I return to blogging after seeing The Judas Kiss by David Hare. This production has the perfect recipe of a subject that still interests, over a century after his death, and a cast lead by theatre veteran Rupert Everett and the up and coming Freddie Fox. The story is divided into two halves; Oscar Wilde (Everett) on the evening before his arrest and Wilde after his release living with his lover and the cause of his downfall Lord Alfred 'Bosie' Douglas (Fox).In the middle you have Robbie Ross (played brilliantly by Macaninch), a man far more in love with Wilde than Wilde ever was with him, though clearly fond of him as he was Wilde's first male lover.
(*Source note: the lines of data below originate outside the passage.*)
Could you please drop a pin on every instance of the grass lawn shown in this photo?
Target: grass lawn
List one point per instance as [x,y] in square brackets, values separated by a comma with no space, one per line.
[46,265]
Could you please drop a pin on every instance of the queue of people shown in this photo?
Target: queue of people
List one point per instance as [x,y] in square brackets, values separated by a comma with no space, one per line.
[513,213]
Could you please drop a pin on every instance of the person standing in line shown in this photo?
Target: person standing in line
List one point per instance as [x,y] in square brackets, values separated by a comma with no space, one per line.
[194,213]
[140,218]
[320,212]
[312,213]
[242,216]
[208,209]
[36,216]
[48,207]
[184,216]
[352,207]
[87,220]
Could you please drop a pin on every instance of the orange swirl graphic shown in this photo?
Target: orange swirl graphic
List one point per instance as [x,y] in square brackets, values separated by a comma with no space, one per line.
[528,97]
Ross has the uneviable task of paying off the help (Oswald, Hardy and Cameron) whilst trying to get his friend away from the police. He is also go-between for Wilde and his wife Constance, though we never meet her, her humiliation and hatred of Bosie comes through Ross.
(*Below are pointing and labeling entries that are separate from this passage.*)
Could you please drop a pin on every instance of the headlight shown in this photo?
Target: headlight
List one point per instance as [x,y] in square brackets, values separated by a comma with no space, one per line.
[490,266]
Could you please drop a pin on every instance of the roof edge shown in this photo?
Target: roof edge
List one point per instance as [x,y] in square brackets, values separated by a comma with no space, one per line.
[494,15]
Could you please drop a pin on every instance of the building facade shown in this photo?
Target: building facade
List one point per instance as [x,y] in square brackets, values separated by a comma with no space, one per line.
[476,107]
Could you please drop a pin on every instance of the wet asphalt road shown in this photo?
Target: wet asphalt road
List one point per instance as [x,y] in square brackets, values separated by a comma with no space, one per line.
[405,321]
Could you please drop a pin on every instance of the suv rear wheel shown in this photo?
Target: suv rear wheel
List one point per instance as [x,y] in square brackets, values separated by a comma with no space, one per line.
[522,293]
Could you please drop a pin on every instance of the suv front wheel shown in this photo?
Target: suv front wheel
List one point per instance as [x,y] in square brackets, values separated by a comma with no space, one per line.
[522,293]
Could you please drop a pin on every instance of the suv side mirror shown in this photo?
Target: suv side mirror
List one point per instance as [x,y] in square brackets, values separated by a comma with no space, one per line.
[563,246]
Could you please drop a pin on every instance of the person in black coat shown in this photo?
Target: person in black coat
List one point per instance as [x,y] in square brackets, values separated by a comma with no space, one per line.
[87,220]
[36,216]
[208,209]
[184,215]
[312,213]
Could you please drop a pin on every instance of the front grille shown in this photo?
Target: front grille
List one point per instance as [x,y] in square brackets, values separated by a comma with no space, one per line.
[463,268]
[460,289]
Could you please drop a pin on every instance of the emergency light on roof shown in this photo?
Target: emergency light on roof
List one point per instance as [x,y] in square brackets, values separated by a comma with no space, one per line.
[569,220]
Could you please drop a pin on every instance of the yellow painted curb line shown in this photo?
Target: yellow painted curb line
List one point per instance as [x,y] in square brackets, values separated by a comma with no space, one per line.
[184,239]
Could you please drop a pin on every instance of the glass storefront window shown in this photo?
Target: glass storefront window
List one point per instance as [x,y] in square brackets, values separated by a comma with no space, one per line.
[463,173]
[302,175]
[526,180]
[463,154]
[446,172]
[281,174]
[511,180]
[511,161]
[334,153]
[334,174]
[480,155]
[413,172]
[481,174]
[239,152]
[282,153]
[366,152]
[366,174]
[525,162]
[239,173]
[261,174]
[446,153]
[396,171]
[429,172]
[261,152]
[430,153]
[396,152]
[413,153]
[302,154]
Everett shines as Wilde, but it is not a difficult part. The audience can empathise with Wilde's love for his children who are estranged from him and his determination not to flee whilst he has the chance. What everyone struggles with is how he can love Bosie so, a man who introduced him to the rent boys who provide evidence against Wilde at trial, a man so spoilt and selfish yet so unaware.Hare (and Fox) could easily make Bosie a one dimensional villain but there is something intriguing and attractive about this horrible character that attracts Wilde (and Gallieo, played by the rather well-endowed Tom Colley). My only issue would be the second half, which drags but has the most potential (it is mostly a two hander between Wilde and Ross or Wilde and Bosie).
|Fox, Everett and Macaninch in The Judas Kiss|
I should warn, or mention in passing so you buy tickets, that there is a LOT of full frontal nudity in this play. Tom Colley is the highlight (Let's just say Fox is very keen to put on his bedsheet when wondering around the stage whereas Colley isn't) but it is all done tastefully, though maybe too darkly lit for some people's tastes.
I think what stuck with me was Wilde's comment that Judas's betrayal to Jesus wasn't dramatic enough. He hardly knew Jesus, it should have been John that administered the kiss. The saddest thing about Wilde is that he betrayed by EVERYBODY for something that wouldn't raise an eyebrow had he done these thigs a hundred years later.